Thiago Elar stesso amava definire la sua identità con una frase semplice e potente: “Manga, anime, collecting card addicted”, aggiungendo un cuore azzurro. Era la sua isola, la sua comfort zone digitale, mentre il corpo e la mente si sgretolavano sotto il peso della sofferenza.

L’ultimo saluto di Thiago Elar e la ricerca di un “posto migliore”

Domenica sera aveva scritto l’ultimo post: “Ciao ragazzi, sono Th. Sono ancora qui, domani ho l’appuntamento con il medico che mi manderà in un posto migliore”. Quelle parole, oggi, suonano come un addio consapevole. Thiago è morto lunedì 21 luglio, per cause naturali, con ogni probabilità all’interno di un hospice in cui era stato trasferito nelle ore precedenti.
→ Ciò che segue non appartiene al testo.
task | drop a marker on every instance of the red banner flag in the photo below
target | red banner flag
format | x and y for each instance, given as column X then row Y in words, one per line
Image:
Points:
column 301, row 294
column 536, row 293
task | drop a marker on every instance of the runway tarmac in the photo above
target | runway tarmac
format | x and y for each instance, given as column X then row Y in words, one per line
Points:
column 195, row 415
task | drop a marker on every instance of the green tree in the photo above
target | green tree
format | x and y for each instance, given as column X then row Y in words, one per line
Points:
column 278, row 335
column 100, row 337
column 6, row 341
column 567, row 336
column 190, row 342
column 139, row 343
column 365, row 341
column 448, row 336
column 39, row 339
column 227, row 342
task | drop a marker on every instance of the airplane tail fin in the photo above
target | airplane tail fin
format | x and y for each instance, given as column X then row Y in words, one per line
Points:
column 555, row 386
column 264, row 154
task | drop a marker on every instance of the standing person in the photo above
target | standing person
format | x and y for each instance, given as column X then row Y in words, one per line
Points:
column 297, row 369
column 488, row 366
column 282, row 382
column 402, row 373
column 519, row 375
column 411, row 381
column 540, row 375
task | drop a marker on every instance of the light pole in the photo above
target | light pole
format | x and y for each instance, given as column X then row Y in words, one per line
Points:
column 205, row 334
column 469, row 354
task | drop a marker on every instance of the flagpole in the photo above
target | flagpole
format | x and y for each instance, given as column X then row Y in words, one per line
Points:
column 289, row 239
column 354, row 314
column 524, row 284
Aveva solo 26 anni.

La notizia si è diffusa inizialmente con incredulità e sospetto. Solo la pubblicazione del necrologio ha confermato la verità. Nella foto scelta per l’annuncio funebre, Thiago sorride con i capelli azzurri: un’immagine di dolcezza che stride con i tormenti che lo hanno accompagnato fino alla fine. Oggi, a Osio Sotto, si tengono i funerali.

Un addio che interroga tutti noi

“Si può morire così, soli e consumandosi?” È la domanda che resta sospesa dopo la storia di Thiago. Una storia che non si può liquidare come un semplice caso di cronaca. Thiago era un essere umano che aveva bisogno d’aiuto, e che aveva trovato nella rete una cassa di risonanza, non sempre una vera rete di salvataggio.

Le parole del direttore generale dell’ASST Bergamo Ovest, Giovanni Palazzo, sono state le uniche ufficiali: “Esprimiamo la nostra più sentita vicinanza ai familiari per il dolore che stanno attraversando in questo momento di grande sofferenza”. Ma le domande restano, e con esse il dovere di ascoltare, comprendere, e soprattutto, esserci davvero.

Nel mare di commenti lasciati sotto i suoi ultimi video, mai come ora quel “RIP” sembra contenere tutto il peso e la verità di una vita troppo fragile per reggere da sola.